Reputation: 118
I have a table structure code for PL/SQL as below(this code is just a line of code creation):
"VERSION" NUMBER(10) DEFAULT 1 1 105331 NOT NULL
the problem is with the numbers after DEFAULT. Does anybody know whether it makes sense? If it does, what does it mean? I get a ' missing right parenthesis' error when I run the whole code but when I remove this line it works. (this code has not been written by me and I do not have access to the developer who wrote it)
Upvotes: 0
Views: 473
Reputation: 167982
Does anybody know whether it makes sense?
No, it does not make sense and it is not syntactically valid code.
1
and 105331
are each numbers but combined 1 1 105331
is not a number, its is 3 numbers and that does not make sense to try to put 3 numbers into a single NUMBER
column.
As the SQL parser parses the statement it gets to:
"VERSION" NUMBER(10) DEFAULT 1
And that, so far, is valid and then it reads the next number and that is invalid syntax so Oracle complains about the invalid syntax and suggests that one thing that would be valid would be to terminate the DDL statement with a closing right-parenthesis (which is where the error message comes from).
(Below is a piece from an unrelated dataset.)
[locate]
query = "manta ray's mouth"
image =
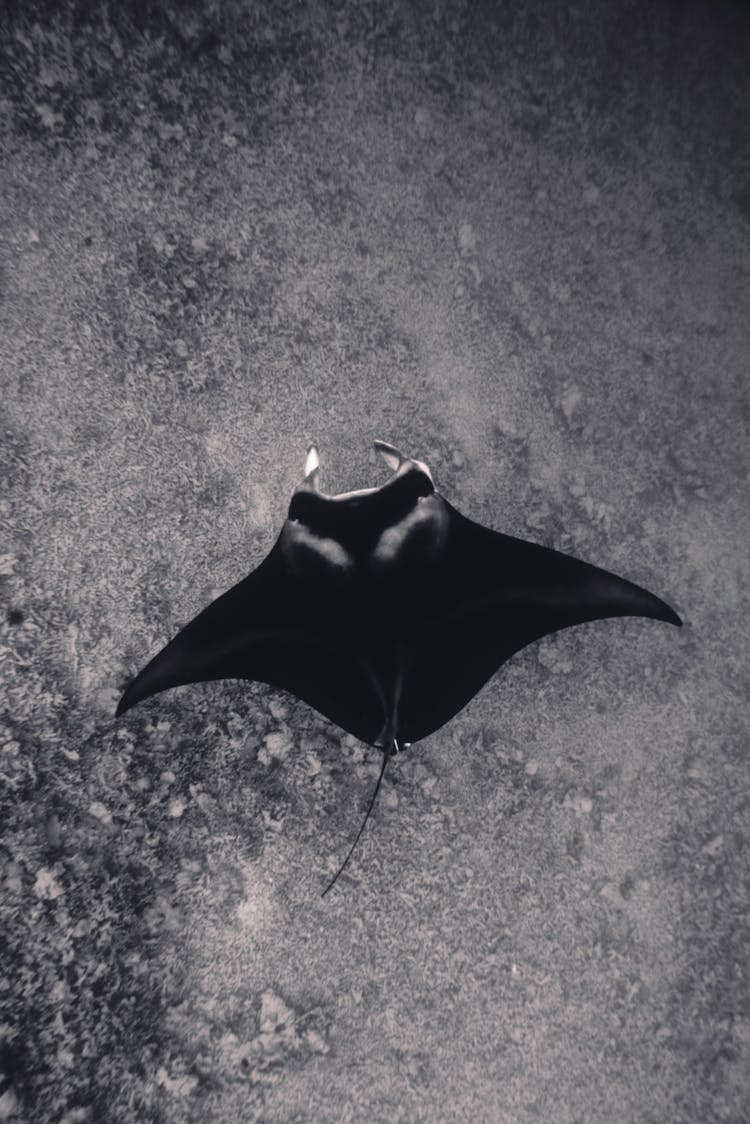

Typically, a (semantic) version identifier is a string with 3 full-stop delimited numbers indicating major, minor and patch version numbers (and this is not something that you can express as a single decimal number) so you would have:
"VERSION" VARCHAR2(10) DEFAULT '1.1.105331' NOT NULL
Whether or not this makes sense to convert the column to this format is something that you would have to determine as the meaning of the columns is a business decision and not something that we have the domain knowledge to determine; however, your current code is syntactically invalid and we can tell you that is doesn't make sense and that it will not compile.